Credit Suisse, è corsa per salvarla. Banche, le Borse temono il contagio

Ubs, con l’appoggio delle autorità Usa, a un passo dall’acquisizione. E detta le condizioni al governo

Milano, 19 marzo 2023 - Un tranquillo weekend di paura per i mercati finanziari internazionali, dopo la settimana nera dei titoli bancari e le manovre in corso per scongiurare il pericolo di nuovi crac dopo quelli di Silicon Valley Bank e Signature Bank. Cresce l’apprensione e l’attesa per la riapertura delle Borse, che domani daranno segnali importanti per capire in quale direzione andrà questa turbolenza che rischia di innescare una nuova crisi di sistema, come quella del 2008. Le rassicurazioni del presidente Usa, Joe Biden, non hanno placato i timori dei risparmiatori anche in Europa, dove è corsa contro il tempo per salvare Credit Suisse. La seconda banca elvetica ha chiuso la seduta di venerdì in calo dell‘8%, nonostante il prestito da 50 miliardi di franchi garantito da Berna, ed è pronta per convolare a nozze con Ubs.

Credit Suisse, media: ipotesi nazionalizzazione. Ubs offre 1 miliardo ma non basta

Ulrich Koerner, 60 anni, ceo di Credit Suisse dal luglio 2022
Ulrich Koerner, 60 anni, ceo di Credit Suisse dal luglio 2022

Il piano, allestito in tutta fretta da governo e vigilanza bancaria svizzera, avrebbe l’appoggio delle autorità statunitensi, che secondo fonti vicine al dossier starebbero lavorando con le loro controparti elvetiche per favorire un accordo che metta in sicurezza Credit Suisse e allenti le pressioni sull‘intero settore bancario.

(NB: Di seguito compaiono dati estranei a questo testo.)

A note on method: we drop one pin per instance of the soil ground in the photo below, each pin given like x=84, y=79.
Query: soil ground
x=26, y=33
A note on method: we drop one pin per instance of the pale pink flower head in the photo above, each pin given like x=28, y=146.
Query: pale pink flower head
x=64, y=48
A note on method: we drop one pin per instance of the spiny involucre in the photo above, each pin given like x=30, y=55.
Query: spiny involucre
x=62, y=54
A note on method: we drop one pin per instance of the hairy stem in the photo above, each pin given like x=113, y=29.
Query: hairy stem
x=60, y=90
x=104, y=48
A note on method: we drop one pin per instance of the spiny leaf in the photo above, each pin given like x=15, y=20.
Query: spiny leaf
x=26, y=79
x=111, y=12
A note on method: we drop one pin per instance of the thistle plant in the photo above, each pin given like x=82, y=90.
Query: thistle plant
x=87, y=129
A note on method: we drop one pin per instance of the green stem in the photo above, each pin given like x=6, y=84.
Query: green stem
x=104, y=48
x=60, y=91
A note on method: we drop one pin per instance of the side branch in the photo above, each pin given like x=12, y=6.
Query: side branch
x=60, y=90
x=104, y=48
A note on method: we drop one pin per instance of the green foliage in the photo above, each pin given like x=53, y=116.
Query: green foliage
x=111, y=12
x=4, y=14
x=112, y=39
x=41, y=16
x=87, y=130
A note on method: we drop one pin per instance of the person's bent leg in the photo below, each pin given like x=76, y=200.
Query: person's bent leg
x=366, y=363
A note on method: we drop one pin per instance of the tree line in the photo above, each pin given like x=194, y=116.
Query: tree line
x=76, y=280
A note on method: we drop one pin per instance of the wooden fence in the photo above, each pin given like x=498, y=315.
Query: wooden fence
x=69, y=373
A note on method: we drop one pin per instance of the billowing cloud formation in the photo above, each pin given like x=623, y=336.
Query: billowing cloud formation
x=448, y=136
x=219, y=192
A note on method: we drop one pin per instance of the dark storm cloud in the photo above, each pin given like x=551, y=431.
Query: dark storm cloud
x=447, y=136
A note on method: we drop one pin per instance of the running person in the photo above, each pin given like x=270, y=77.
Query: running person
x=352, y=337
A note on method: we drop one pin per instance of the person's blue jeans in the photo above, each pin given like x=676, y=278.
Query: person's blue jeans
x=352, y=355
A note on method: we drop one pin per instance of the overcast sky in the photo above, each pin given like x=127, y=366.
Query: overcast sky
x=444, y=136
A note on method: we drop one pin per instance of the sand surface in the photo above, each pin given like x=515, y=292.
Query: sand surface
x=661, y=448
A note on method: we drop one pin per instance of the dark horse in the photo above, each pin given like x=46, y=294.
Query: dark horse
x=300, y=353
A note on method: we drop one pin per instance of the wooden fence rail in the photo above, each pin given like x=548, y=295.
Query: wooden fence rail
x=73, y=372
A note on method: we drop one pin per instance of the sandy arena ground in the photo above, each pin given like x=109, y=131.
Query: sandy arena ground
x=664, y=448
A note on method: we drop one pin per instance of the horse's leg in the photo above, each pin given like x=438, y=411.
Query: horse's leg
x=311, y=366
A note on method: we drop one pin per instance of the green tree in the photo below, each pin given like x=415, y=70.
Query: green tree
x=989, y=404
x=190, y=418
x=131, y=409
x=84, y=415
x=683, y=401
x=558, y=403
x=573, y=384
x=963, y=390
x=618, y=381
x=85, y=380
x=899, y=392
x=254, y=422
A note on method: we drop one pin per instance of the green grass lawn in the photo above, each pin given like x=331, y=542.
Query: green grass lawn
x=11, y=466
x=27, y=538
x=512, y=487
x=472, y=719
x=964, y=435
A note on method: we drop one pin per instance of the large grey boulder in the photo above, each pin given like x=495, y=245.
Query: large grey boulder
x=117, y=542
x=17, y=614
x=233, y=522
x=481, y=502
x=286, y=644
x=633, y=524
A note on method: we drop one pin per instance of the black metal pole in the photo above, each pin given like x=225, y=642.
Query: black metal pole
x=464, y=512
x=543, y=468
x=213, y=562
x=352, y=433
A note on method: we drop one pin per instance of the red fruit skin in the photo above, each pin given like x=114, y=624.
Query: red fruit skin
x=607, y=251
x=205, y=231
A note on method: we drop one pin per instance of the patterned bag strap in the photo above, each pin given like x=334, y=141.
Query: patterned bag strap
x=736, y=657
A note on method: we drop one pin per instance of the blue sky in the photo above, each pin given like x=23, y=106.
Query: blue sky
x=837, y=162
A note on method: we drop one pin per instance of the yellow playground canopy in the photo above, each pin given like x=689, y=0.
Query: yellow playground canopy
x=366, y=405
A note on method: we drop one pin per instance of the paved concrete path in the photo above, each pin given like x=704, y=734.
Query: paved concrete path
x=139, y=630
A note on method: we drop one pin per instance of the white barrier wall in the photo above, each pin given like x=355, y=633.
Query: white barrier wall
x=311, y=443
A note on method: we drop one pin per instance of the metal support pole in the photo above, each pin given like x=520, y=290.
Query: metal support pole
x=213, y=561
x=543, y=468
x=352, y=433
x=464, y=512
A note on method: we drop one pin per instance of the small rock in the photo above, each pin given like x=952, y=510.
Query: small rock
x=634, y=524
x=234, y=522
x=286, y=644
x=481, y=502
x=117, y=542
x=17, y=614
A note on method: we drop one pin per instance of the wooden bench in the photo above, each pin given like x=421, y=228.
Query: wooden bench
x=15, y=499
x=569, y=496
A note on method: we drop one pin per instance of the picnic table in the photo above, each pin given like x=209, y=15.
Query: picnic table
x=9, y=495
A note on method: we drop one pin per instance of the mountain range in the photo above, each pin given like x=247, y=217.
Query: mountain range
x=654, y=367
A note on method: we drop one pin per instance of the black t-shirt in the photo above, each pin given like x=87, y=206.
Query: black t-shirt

I nodi da sciogliere sono molti. Ubs punta a ottenere concessioni della banca centrale svizzera e dalla Finma, l‘autorità di regolamentazione dei mercati. Fra queste, qualche forma di indennità o di aiuto per coprire i possibili costi legali e le perdite future. Uno dei maggiori ostacoli, secondo indiscrezioni, sarebbe la divisione banca di investimento di Credit Suisse, sulla quale Ubs avrebbe sollevato perplessità per le perdite accumulate e per gli scandali di cui è stata protagonista.

Al netto di alcuni dettagli, l’accordo è a un passo e potrebbe essere raggiunto entro stasera. E comunque prima della riapertura dei mercati. Ubs potrebbe rilevare il 100% o solo una parte di Credit Suisse, mentre anche Deutsche Bank monitora il dossier per verificare se ci dovessero essere aperture che le consentirebbero di acquistare alcuni asset della banca guidata da Ulrich Koerner.

Smentito invece da BlackRock un suo possibile interesse alle trattative. Il Financial Times tuttavia insiste, citando fonti anonime secondo cui il fondo Usa valuterebbe una serie di opzioni e starebbe discutendo con altri potenziali investitori, tra cui possibili offerte solo per alcuni rami di attività di Credit Suisse.